Żyjemy doprawdy w ciekawych czasach. Ani język tradycyjnych nauk społecznych, ani polityczny dyskurs liberalizmu czy konserwatyzmu, ani lewicowe teorie XX wieku nie pozwalają zrozumieć współczesnych zjawisk, które zaskakują nas swoją gwałtownością, skalą i jednocześnie pozornym brakiem racjonalności. Stąd może popularność języka ekonomii, którego pojęcia i metafory atakują nas z każdej strony i są używane do opisu nawet dziedzin pozornie od ekonomii odległych.

Andrzej Leder zaprasza nas do przyjrzenia się ekonomii od podszewki. A co, jeśli nauka, którą uznajemy za teorię wykorzystywania zasobów w warunkach deficytu, jest w istocie sztuką rozprowadzania nadmiaru? Konsekwencje tego odwrócenia prowadzą autora do wizji ekonomii diametralnie różnej od tego, co serwują nam eksperci w podręcznikach i mediach. Znajdziemy tu elementy filozofii, socjologii, antropologii, psychoanalizy i lingwistyki, a wszystko to po to, by wreszcie zrozumieć czasy, w których przyszło nam żyć.

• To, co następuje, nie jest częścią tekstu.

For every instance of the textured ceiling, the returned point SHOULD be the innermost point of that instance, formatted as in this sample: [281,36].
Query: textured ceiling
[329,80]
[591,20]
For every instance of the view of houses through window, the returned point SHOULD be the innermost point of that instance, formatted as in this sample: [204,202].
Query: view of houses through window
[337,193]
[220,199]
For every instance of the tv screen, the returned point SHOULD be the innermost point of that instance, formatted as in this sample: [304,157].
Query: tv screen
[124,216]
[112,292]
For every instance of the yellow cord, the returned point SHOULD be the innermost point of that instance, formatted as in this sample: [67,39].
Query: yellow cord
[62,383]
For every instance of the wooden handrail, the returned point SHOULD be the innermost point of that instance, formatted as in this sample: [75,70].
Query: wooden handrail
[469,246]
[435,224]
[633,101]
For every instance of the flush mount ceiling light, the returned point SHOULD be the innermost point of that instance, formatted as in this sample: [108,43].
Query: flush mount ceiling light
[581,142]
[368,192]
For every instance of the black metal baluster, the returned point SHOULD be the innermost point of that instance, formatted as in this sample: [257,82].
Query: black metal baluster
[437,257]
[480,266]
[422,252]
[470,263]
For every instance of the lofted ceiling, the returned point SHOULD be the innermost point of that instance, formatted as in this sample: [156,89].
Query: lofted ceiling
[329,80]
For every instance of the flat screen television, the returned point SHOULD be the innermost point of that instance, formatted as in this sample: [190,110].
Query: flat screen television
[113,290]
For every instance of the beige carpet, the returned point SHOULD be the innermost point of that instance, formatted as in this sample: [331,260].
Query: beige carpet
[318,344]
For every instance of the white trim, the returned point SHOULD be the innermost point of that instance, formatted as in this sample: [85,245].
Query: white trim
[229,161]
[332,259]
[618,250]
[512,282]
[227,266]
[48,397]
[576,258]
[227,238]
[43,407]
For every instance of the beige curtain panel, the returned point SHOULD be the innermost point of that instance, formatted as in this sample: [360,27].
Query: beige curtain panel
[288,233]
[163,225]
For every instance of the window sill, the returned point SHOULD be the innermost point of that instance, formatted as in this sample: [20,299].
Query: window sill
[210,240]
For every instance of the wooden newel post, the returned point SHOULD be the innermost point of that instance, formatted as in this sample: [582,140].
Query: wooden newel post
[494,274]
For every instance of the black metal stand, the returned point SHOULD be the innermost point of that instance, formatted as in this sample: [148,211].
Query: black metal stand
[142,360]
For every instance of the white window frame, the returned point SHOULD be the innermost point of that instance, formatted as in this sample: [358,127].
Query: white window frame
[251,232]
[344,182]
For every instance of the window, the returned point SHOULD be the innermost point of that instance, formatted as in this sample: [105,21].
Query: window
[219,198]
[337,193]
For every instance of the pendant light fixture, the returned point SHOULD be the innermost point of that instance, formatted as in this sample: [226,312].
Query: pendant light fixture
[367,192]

Leder na koniec zapala nam światełko nadziei. Przywołując Tukidydesa, woła: Potrzeba nam więcej Ateńczyków i Atenek! Ludzi mających cywilną odwagę warunkującą odwagę myślenia. Oby było wśród nich jak najwięcej ekonomistów. Czytajcie Andrzeja Ledera!

Piotr Dominiak


Zaciskające się szczęki globalnego konfliktu nadają formę rzeczywistości. Ten nieprawdopodobny nacisk krystalizuje się w postaci rodzącego się ogromnego bogactwa, jednocześnie zaś w otchłaniach nędzy, w które zapadają się całe ludy; rodzi ruchy społeczne i wynalazki techniczne, wywołuje wojny, przekształca języki, którymi je opisujemy, a także teorie i symbole, w imię których je toczymy. Świat jest globalny, jego globalność jest jednocześnie życiodajna i dusząca; jak imadło ściska ludzkość w jedną rzeczywistą masę.